Transitivity and its failures.

In life, we tend to expect transitivity. In other words: if A > B, and B > C, then A > C.

A jackal is heavier than a cobra. A cobra is heavier than a mongoose. So a jackal had better outweigh a mongoose, or else some weight-conscious animal has been editing brazen lies onto Wikipedia.

But weight is simple. A single measurement. Complex traits—like, say, fighting ability—can’t be so easily summarized. You’ve got to consider speed, strength, strategy, tooth sharpness, poison resistance, endorsement deals… with so many interacting factors, transitivity fails. In this case, a mongoose can defeat a cobra, which can defeat a jackal, which can defeat a mongoose.

The same is true of human combat: in a trio of famous fights, Joe Frazier beat Muhammad Ali, who beat George Foreman, who beat Joe Frazier.

You find a similar dynamic in another facet of everyday life. That’s right: the mating strategies of the male side-blotched lizard.

Some males (“monogamists”) stick close to a single mate. But they’re outcompeted by another kind (“aggressors”) who conquer a large territory, building a harem of many mates. Aggressors, too, have a weakness: a third kind of male (“sneakers”) who wait until the aggressor is away, then get busy with his unprotected mates. Yet the sneaker, in turn, cannot succeed against the watchful monogamist. Aggressor conquers Monogamist, who defends against Sneaker, who gets the better of Aggressor.

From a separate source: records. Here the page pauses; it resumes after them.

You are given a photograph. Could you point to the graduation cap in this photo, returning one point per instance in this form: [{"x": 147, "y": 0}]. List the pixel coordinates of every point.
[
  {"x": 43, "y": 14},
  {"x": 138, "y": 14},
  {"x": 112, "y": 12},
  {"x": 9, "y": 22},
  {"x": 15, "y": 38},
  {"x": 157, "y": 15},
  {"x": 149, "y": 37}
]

Next time someone proposes a game of Rock, Paper, Scissors, I urge you to counter-propose with a game of Lizard, Lizard, Lizard.

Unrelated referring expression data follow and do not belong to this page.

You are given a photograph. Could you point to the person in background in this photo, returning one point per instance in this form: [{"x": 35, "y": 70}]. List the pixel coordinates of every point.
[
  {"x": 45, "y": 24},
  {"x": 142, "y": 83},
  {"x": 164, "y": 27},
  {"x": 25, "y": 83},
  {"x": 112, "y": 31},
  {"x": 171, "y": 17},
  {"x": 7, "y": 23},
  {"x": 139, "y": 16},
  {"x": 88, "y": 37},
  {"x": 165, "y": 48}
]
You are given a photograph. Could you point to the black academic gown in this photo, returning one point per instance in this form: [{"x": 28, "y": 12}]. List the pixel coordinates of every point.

Political scientists boast their own version of non-transitivity: the Condorcet Paradox. In an election with multiple choices, it’s possible that the electorate will prefer Taft to Wilson, Wilson to Roosevelt, and Roosevelt to Taft. More than just another great a Rocks, Paper, Scissors replacement, this is a vexing challenge for political theorists. It means that seemingly innocent changes to the structure of an election may have dramatic effects on its outcome.

Indulge me one more example, a favorite of mathematicians. You place three special dice on the table for inspection, and allow your opponent to pick whichever one they want. You then pick one of the remaining two. Both dice are rolled, and the highest number wins.

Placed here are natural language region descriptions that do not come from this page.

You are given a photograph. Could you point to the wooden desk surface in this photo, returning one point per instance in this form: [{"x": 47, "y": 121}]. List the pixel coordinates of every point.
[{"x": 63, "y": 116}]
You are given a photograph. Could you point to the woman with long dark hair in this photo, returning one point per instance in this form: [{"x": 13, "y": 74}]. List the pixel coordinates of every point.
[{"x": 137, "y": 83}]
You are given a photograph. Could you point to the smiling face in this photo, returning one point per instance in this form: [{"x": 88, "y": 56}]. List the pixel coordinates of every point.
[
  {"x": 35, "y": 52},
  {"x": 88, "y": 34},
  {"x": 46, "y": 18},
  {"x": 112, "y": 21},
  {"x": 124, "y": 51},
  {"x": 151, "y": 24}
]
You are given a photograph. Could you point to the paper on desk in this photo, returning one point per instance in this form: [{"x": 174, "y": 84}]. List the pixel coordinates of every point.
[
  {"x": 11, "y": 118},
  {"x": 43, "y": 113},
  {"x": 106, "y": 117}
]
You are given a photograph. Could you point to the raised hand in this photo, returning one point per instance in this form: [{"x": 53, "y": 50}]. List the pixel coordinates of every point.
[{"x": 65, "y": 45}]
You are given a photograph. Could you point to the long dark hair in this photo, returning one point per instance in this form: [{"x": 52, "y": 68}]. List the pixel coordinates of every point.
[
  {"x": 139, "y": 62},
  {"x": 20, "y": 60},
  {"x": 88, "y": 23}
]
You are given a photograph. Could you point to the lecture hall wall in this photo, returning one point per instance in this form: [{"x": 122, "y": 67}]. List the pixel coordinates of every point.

The trick? Their strength is non-transitive. A usually beats B, which usually beats C, which usually beats A.

Whoever picks their die second can always seize the advantage.

Cool fact about this particular trio: If you bring out a second die of each kind, and compete by rolling a pair of same-color dice, then the cycle reverses direction.

As we’ve seen, transitivity holds in the simplest cases (6 > 5, and 5 > 4, so 6 > 4) but wilts under the breath of complexity. I’m afraid to report that real life is rather complex. Every decision we make could lead to a dizzying array of outcomes: some good, some bad, some likely, some not, and all of them contingent on forces beyond our control.

In one psychology study, students were asked to choose between pairs of fictional job applicants. Their preferences formed a non-transitive loop: A beat B, who beat C, who beat D, who beat E, who beat A. “I must have made a mistake somewhere,” one student fretted, when shown the non-transitivity of his choices. He hadn’t.

It’s just that transitivity is simple, and making decisions under uncertainty is not.

These thoughts circle my head any time I’m asked to rank anything. Sure, our world permits occasional clarity. The best gymnast is Simone Biles. The best Billy Joel album is “The Stranger.” The best squash to eat—not to mention to pronounce—is “butternut.”

But usually it’s not so simple. What’s your favorite Le Croix flavor? Who is the strongest student in your class? What writer has inspired and/or depressed you most? In such cases, there may be no right answer, just a non-transitive mess.

11 thoughts on “Transitivity and its failures.

  1. Perhaps it can be of interest that mechanical toys (e.g. intransitive monkeys, combs, gears etc) are possible as well. They are related to the paradox of intransitive voting by Condorcet (https://en.wikipedia.org/wiki/Condorcet_paradox) and cellular automata
    https://nkj-ru.translate.goog/archive/articles/43663/?_x_tr_sl=ru&_x_tr_tl=en&_x_tr_hl=en-US&_x_tr_pto=wapp
    (Original text: https://www.nkj.ru/archive/articles/43663/)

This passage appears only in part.